We’re not that special
Humans have placed themselves above all other things and the result is catastrophic
Ever run into a retired stockbroker who said he was not flying to Bali—though it was a lifelong dream—because he realized that the emissions from airline travel are a significant cause of global warming and ocean acidification? Neither have I. Know anyone who ever considered making the sacrifice of not traveling long distances, because of conscience? Why is it so rare?
Probably the No. 1 reason that this sort of thought and sacrifice is so rare is that we are products of a culture that puts human advantage and human experience at the apex of a pyramid of values. Destroying some vaguely defined “environment” by burning 15,000 passenger miles’ worth of aviation fuel can hardly matter when an enhancement of the human experience is on the line.
What causes the flame of pride to burn more brightly than describing our 10-day trip to Tierra del Fuego? It has all the elements, as defined by our culture: from the “making good” materially—as in, being waited upon from the moment we embark—to the human conquest of nature through flight, to the whiff of magnanimity suggested by our willingness to dabble in the languages and customs of other people. Life on the planet need not be afforded a variable in such a magnificent equation.
The question then arises—as the hour of Earth’s biological collapse draws near—what would have to happen to make questioning the morality of the many-thousand-mile trip a compelling or even thinkable consideration? How do we become a culture in which nine out of 10 people are asking about the morality of that recreational flight, as opposed to a society in which 999 out of a thousand never consider it?

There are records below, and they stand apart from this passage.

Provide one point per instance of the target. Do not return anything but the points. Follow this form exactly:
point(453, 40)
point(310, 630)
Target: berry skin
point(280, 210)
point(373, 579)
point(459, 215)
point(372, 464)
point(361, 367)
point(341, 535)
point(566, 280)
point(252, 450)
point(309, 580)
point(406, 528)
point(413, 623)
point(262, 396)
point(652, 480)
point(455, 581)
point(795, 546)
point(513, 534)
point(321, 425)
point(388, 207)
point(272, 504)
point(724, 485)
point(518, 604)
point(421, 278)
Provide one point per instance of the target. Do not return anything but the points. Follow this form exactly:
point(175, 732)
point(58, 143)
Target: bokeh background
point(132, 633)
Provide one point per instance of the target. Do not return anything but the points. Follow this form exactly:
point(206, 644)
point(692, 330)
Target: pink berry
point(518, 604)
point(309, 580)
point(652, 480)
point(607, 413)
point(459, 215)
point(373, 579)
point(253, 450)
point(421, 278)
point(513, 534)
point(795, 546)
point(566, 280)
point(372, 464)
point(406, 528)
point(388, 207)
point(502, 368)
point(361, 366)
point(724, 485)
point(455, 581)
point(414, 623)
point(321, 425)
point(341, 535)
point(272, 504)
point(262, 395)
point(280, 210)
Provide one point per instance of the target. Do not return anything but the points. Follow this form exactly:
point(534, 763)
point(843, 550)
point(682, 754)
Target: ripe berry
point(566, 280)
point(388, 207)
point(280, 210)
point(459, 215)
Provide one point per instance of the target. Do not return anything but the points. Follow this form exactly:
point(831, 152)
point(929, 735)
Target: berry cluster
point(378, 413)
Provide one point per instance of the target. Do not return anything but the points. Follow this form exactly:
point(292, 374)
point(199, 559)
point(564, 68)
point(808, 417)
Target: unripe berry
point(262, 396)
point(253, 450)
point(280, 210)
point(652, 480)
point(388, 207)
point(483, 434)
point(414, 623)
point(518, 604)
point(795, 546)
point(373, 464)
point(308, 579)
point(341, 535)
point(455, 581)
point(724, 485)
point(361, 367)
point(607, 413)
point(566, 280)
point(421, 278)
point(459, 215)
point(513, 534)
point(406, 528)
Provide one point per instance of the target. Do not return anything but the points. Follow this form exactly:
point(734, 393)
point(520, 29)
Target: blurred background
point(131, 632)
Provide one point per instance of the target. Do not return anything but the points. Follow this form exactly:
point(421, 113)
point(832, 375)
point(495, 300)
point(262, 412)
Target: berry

It seems that we would have to take flight with a new morality—more innovative than what the Wright brothers created at Kitty Hawk. That new morality could not have human experience or human life as the exclusive focal point of our moral system. It would have to make the welfare of all life equally pivotal to our moral understanding—and equally pivotal in our decision-making process. It would have to erase the lines between life forms. We would have to give up the story of the specialness of humankind and the “epic-ness” of all of our “adventures.” Because, more than anything else, it is that story of human specialness and privilege that stands in the way of “saving the planet.”